With a constantly changing financial sector, AI technologies will become more and more important for this industry and the pressure to innovate will increase. The hesitant application of machine learning and artificial intelligence is undoubtedly also due to the strong regulation and legal requirements that financial institutions have to meet.
But artificial intelligence is now an integral part of many financial advisory systems because it can extract insights from data and create patterns that would be very difficult for humans to discern. In addition, Model risk management can make predictions about how these patterns might repeat themselves in the future. Currently, the data available in the company often remains unused. Like other industries, financial companies have veritable mountains of data on user behaviour and transaction flows. Anonymized evaluations of this already existing data could offer those responsible important and, above all, favourable decision-making support.
High-quality data is necessary
For an AI-based technology to work successfully and to develop relevant theses for decision-making, high-quality data is required. A decision can only be made based on the right data, and this applies to both analogue and digital decision-making processes.

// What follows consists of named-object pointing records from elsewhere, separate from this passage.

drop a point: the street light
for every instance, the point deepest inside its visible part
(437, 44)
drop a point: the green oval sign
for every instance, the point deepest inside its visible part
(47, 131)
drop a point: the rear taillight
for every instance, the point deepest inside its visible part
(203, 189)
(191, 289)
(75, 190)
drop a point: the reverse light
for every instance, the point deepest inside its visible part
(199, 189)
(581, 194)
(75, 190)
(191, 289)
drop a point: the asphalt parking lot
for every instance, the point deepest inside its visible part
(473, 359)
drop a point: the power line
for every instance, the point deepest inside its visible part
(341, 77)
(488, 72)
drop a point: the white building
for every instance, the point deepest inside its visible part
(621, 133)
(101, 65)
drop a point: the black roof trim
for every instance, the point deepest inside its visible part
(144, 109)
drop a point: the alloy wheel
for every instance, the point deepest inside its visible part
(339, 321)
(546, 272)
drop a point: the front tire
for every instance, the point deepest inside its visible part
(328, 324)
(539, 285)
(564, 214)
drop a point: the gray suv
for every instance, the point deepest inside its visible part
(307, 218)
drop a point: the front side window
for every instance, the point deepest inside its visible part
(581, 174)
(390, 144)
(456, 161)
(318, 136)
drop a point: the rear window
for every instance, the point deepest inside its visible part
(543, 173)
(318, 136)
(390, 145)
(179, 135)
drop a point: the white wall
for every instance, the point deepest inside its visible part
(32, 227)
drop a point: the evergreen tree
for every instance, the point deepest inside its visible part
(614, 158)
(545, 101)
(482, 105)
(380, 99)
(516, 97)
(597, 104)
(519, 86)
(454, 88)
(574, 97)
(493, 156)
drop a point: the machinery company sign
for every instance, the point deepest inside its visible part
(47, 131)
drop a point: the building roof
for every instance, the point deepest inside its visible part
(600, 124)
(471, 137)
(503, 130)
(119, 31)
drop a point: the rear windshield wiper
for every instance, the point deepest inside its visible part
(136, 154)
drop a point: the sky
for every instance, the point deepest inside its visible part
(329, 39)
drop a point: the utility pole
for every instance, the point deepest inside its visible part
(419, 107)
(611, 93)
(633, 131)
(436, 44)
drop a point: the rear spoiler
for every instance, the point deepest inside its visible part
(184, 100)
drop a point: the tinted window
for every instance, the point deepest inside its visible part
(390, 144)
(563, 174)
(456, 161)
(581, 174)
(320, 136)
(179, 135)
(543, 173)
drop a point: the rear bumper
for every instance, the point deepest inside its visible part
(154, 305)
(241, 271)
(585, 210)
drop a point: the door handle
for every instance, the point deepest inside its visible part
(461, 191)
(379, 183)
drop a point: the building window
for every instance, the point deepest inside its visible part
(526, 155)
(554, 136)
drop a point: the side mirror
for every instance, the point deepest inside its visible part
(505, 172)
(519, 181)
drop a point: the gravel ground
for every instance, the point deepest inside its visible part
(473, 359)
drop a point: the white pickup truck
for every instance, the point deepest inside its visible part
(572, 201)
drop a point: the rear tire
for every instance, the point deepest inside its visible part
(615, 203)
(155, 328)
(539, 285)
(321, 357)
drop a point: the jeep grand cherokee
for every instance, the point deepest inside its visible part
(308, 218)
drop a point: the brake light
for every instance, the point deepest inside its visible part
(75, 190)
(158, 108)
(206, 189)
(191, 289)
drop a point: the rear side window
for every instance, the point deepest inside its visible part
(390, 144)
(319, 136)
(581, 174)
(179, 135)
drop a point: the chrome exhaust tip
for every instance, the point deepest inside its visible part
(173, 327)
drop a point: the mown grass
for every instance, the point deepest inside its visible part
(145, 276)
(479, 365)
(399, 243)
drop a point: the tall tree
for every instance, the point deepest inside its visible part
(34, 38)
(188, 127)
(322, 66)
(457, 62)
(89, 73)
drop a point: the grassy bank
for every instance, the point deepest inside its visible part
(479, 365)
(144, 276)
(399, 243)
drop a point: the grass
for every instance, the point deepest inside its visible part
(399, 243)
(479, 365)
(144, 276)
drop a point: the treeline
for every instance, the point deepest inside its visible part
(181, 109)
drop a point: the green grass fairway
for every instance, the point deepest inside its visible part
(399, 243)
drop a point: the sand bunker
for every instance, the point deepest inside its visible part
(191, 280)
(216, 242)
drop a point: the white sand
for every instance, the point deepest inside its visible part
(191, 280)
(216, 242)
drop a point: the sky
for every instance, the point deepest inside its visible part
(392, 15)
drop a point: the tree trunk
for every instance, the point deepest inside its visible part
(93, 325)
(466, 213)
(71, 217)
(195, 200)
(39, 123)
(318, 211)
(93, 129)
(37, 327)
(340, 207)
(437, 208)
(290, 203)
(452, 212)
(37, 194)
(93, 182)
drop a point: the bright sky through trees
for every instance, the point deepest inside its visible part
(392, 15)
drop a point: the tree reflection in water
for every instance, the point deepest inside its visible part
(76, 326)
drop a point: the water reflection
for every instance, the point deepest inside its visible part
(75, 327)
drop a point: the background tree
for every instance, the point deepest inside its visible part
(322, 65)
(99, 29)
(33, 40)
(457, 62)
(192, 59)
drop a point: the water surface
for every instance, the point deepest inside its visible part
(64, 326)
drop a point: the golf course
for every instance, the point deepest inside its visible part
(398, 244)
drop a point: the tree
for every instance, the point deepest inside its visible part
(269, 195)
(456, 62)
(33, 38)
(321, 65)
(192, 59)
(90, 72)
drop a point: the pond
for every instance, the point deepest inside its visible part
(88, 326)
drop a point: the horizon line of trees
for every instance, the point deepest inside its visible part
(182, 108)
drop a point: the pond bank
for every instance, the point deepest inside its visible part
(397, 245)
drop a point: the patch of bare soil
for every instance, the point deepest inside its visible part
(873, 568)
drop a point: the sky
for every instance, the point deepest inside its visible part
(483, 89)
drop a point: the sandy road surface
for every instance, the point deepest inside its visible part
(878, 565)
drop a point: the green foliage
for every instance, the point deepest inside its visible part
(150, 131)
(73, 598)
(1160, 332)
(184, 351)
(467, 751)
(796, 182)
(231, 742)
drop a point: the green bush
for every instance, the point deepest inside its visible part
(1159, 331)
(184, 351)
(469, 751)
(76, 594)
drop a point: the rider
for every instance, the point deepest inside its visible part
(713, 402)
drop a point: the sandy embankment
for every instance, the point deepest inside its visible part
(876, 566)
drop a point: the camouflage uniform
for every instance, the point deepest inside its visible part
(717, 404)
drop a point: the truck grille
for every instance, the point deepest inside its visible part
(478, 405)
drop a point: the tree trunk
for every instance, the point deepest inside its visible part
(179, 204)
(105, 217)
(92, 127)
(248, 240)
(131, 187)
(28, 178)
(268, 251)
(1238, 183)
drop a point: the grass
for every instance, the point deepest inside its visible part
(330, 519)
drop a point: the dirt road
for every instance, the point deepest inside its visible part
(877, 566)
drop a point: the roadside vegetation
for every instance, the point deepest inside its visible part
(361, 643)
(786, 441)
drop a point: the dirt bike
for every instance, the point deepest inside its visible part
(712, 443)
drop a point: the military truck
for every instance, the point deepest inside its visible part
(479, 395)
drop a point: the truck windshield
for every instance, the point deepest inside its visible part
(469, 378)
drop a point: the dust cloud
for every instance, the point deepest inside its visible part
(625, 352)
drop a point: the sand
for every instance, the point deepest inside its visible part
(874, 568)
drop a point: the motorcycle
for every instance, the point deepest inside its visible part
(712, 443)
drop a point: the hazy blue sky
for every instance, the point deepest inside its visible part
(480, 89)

This is particularly important in the financial sector. Every day, millions of pieces of data are generated from different sources. Analysts need to monitor the accuracy, security, and speed of data to make predictions, develop new financial models, and create forecasting strategies. Machine learning algorithms are ideal for this because they can process, structure and analyze a large amount of data in a short time. They are therefore an important source of information for decision-making in companies – with it about customer service, fraud prevention or risk assessment.
Machine learning is also changing transactions and investment behaviour. Instead of just analyzing stock market prices, with the help of big data it is now possible to include political and social trends that can affect the stock market. With machine learning, trends can be tracked in real-time and action taken accordingly.